Every year, BARI updates and releases data from the American Community Survey on the Boston Data Portal. To demonstrate the value of these data, our researchers wrote a series of blog posts, highlighting some maps and insights they’ve been able to glean from the data.
by Riley Tucker
In recent years, a number of articles published in the media claim that Boston is among the country’s most racially segregated cities. Notably, these articles all analyzed Boston’s metropolitan statistical area, a nearly 3,500 square mile geographic unit that expands deep into New Hampshire. As such, there is an opportunity to gain a more nuanced understanding of racial segregation in the Boston-area by focusing in closer to the city. To probe this issue, I’ve conducted a series of analyses using census tract data from the 2013-2017 American Community Survey, released publicly by BARI this week.
First, I’ve limited our area of interest to Suffolk County and the three counties that border it: Essex, Middlesex, and Norfolk. Across these counties, there is a significant degree of segregation at the census tract-level. Compared to whites, 62% of Black residents and 58% of Hispanic residents would need to move to a census tract with more white residents for all groups to be equally distributed across space. To understand where these groups are living and where they would need to re-locate, I’ve constructed a “hot spot” map which shows census tracts where there are high concentrations of white, Black, and Hispanic residents relative to the rest of the area. The contrast is quite striking even between minority groups; while central Suffolk county has high populations of both Black and Hispanic residents, Hispanic populations have generally formed north of the city in Middlesex and Essex counties, while Black populations have instead emerged in Norfolk county. In contrast, there is a large swath of concentrated White communities on the exteriors of Norfolk and Essex counties and all throughout Middlesex county. To achieve racial equality across space in the greater Boston area, the majority of the Black and Hispanic residents in Suffolk county and surrounding areas would need to move outward to more suburban towns.

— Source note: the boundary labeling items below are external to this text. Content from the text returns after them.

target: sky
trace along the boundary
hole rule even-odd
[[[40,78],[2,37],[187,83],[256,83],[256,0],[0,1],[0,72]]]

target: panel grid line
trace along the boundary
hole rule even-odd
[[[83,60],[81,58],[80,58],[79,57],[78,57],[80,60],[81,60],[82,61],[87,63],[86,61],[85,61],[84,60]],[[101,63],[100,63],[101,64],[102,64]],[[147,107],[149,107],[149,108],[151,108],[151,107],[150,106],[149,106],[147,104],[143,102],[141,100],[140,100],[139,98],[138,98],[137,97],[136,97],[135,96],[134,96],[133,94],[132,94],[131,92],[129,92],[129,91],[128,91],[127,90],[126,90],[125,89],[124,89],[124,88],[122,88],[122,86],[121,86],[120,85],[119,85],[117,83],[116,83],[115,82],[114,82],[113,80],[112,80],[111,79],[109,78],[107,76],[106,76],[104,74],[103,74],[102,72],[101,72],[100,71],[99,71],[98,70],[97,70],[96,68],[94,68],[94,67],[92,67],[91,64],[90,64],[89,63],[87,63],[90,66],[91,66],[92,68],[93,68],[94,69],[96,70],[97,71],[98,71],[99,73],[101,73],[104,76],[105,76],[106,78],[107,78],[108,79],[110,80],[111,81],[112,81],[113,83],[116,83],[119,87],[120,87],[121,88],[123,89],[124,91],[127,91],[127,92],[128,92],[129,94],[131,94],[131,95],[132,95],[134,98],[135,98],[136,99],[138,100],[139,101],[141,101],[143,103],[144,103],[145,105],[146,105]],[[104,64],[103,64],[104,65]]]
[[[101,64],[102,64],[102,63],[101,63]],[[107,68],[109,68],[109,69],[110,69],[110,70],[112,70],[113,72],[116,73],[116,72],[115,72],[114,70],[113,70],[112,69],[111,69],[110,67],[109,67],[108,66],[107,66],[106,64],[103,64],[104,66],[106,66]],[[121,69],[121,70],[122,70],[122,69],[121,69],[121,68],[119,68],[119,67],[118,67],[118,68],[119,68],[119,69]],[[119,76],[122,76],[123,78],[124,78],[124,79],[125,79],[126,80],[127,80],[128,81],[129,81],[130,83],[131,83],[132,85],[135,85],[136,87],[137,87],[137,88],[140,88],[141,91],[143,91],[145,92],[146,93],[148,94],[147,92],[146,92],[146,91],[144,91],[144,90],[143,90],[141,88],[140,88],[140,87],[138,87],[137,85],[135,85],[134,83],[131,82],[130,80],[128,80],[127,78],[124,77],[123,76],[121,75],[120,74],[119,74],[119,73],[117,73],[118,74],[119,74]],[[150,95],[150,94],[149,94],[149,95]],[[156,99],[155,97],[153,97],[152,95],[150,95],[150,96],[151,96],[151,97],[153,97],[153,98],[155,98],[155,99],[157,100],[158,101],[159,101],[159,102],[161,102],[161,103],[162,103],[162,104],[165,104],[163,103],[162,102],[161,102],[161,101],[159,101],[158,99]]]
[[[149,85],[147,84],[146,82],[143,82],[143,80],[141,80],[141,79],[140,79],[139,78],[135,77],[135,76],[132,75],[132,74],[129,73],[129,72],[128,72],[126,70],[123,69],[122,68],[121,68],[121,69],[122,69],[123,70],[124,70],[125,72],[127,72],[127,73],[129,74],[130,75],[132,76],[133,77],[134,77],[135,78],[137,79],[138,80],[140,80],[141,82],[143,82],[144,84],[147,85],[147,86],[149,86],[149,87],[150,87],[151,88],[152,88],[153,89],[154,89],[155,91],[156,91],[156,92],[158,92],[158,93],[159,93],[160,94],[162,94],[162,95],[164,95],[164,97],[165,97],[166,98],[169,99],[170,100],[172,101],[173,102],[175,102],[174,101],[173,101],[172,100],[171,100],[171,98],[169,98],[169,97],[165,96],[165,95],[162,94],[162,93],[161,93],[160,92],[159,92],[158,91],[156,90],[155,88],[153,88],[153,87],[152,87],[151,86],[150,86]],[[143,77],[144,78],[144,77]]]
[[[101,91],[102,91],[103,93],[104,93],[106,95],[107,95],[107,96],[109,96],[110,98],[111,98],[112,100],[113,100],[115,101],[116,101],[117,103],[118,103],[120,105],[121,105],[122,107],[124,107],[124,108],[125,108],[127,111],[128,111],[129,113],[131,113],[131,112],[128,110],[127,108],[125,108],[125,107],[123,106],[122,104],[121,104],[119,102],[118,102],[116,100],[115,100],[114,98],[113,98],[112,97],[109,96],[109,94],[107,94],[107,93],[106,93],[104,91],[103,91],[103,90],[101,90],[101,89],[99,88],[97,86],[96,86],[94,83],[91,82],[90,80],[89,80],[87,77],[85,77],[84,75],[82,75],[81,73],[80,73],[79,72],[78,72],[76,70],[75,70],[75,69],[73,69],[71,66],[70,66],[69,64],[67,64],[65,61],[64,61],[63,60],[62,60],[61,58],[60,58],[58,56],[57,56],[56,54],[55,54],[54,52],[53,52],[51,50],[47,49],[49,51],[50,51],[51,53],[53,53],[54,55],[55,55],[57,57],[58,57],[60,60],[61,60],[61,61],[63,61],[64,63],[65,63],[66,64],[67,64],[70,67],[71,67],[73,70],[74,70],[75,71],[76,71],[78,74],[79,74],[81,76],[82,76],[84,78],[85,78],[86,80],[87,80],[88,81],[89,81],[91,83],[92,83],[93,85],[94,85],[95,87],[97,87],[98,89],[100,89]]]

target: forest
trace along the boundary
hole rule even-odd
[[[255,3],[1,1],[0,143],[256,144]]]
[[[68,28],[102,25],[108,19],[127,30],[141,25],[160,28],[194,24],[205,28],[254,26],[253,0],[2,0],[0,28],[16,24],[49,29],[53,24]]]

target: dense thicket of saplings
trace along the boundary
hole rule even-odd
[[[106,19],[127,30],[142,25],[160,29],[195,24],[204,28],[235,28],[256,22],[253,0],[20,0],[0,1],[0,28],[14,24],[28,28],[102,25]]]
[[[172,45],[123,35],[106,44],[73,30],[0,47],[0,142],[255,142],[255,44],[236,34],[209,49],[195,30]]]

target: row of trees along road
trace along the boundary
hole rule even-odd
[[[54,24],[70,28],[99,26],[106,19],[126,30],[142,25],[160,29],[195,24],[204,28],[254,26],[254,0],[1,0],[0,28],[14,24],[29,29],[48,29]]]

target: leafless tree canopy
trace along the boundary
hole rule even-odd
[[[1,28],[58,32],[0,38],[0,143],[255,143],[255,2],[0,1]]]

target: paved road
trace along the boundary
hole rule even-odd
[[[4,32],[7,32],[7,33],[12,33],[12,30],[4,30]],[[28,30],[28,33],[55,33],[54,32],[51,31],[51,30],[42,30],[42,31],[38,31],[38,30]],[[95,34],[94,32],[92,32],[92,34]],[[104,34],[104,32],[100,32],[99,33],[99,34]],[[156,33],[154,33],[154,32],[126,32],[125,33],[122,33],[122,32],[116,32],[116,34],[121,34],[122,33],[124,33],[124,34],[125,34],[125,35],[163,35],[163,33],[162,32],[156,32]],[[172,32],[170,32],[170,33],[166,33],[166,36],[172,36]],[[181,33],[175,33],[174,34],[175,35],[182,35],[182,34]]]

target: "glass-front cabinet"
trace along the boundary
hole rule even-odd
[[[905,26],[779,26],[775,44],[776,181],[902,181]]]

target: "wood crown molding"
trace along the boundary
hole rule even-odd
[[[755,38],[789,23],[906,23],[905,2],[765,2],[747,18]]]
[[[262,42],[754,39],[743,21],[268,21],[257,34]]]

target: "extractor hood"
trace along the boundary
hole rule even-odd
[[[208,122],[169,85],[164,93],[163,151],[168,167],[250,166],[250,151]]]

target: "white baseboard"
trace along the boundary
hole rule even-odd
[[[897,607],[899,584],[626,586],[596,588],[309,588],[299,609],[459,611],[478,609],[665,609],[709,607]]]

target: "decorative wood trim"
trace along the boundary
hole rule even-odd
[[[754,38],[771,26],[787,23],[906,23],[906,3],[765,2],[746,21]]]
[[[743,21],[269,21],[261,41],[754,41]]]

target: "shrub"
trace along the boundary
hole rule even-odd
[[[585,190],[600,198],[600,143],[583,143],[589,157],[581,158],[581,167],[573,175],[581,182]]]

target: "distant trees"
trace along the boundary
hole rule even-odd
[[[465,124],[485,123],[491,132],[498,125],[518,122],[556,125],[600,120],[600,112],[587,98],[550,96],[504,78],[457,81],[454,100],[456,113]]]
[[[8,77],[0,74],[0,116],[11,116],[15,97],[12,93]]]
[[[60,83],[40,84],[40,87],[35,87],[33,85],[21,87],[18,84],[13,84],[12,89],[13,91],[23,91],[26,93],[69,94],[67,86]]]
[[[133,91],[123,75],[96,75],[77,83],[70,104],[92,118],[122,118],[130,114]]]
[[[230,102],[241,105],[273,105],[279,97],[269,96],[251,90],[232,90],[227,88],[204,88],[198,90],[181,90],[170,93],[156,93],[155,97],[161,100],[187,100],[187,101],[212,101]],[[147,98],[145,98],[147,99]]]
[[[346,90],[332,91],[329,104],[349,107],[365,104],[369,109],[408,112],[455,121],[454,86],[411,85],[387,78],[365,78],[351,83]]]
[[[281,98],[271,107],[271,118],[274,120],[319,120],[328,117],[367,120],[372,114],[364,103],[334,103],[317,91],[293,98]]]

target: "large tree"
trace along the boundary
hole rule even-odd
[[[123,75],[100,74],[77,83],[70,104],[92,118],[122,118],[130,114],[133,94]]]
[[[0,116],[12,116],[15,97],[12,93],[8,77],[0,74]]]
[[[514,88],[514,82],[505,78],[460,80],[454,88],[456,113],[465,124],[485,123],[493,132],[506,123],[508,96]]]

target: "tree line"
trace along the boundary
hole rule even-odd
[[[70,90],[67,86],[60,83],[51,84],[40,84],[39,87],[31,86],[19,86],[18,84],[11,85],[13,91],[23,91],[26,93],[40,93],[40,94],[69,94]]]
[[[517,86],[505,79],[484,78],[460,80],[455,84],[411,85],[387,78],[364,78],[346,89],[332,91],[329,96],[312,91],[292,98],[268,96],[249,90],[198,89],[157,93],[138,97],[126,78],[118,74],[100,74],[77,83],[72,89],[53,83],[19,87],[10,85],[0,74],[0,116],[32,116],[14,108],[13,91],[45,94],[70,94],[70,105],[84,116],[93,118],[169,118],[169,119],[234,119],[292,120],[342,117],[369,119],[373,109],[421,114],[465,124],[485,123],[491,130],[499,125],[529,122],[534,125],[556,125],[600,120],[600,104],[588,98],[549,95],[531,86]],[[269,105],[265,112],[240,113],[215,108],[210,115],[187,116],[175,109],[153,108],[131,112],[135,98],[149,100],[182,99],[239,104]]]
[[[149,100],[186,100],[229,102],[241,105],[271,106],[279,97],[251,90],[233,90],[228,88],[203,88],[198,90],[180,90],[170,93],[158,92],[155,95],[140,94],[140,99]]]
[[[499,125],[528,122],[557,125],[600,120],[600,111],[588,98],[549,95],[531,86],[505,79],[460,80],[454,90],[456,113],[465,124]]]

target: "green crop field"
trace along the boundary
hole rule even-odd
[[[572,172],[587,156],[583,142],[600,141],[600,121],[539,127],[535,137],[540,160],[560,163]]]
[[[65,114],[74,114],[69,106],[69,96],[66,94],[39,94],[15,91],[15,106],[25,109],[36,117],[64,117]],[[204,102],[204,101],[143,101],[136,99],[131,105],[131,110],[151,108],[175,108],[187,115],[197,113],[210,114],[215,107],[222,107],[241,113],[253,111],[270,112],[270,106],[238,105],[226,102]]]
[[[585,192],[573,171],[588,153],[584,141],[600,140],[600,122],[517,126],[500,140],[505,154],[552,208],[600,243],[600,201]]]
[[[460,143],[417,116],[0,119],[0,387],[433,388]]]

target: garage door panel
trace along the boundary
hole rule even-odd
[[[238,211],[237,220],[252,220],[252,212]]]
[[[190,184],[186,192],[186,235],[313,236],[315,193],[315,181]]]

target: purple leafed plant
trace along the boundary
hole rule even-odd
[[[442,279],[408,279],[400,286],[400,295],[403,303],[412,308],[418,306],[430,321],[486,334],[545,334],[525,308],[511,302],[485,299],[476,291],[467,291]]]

Next, I went even further by restricting the spatial analysis to Boston’s city limits. Compared to the larger region, the level of residential segregation relative to whites is stronger for Black communities but slightly weaker for Hispanic communities; 72% of Black residents and 54% of Hispanic residents would need to move to achieve racial equality across space. As with the larger region, we can see that there are separate areas with concentrated Black and Hispanic communities. The vast majority of tracts in Dorchester and Mattapan have predominantly Black populations while the majority of tracts in East Boston have predominantly Hispanic populations. Conversely, there are dense populations of white residents in South Boston, Charlestown, and Brighton. To achieve equal distribution of racial groups across Boston, the vast majority of residents in Boston’s southeast corner and about half of those living in the northeast corner would need to relocate to other areas, predominantly those surrounding the central business district.
Overall, the story is consistent: there is great residential segregation along racial lines both within and outside the city of Boston. We can also see that segregation occurs at different scales; while Suffolk county appears to be entirely composed of tracts with high concentrations of Black and Hispanic residents when the analysis is conducted at the county-level, the Boston analysis shows that within the city itself there are pockets of segregated Black, Hispanic, and White communities. No doubt, if this exercise was repeated for Middlesex, Essex, and Norfolk counties independently, unique patterns of segregation would emerge within each county. Don’t believe me? Head on over to the Boston Data Portal and check the data out for yourself.
 Percentages calculated using the index of dissimilarity
 Spatial clusters identified using the Getis-Ord Gi* statistic. Only clusters with 95% significance and above are presented.